Sometime later, this man came to me for confession again, and I asked him the same question:
“Are you careful?”
“Of course, I’m careful.”
That is, he took precautions so his partner wouldn’t conceive a child! He had intimate relations with a girl, and they made sure she didn’t get pregnant. But I meant something completely different when I asked this question: that they shouldn’t have premarital relations, and so on. Words have acquired a different meaning today. I asked someone else the same question:
“Are you careful?”
“Of course! We take all precautions and we’re very attentive!”
Why is this happening? Because, my children, the criteria are already blunted. Here’s a small child, but there’s already something different in him, because he survived an attack on his soul and it changed him psychologically. And naturally, the relationship with the surrounding world then also changes.

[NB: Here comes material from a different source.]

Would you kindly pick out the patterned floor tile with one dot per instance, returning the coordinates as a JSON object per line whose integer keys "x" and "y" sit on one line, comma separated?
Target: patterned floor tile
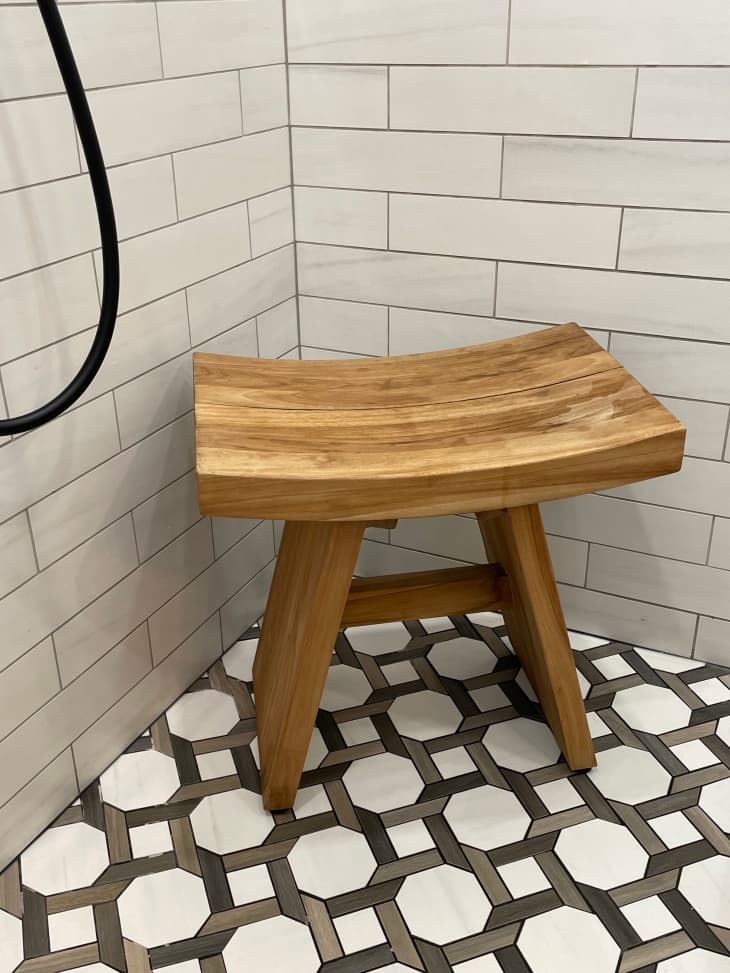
{"x": 437, "y": 827}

Let’s get back to where we started. As an antidote to carnality, our nature is given work. But does it really not impress upon you that Christ is calling you to draw nearer to Him, that He wants to draw you to Himself, so that you become His followers? And it’s wonderful that the Gospel, the word of God, is what attracts us. We say that Church preaching should draw people. Nevertheless, we see that Christ and the Church attract us, promising this: “Blessed are you when you are persecuted for your spiritual life; when you live through this sorrow, these hardships, all this labor—then you are blessed.” How will you find followers if you promise them tribulation?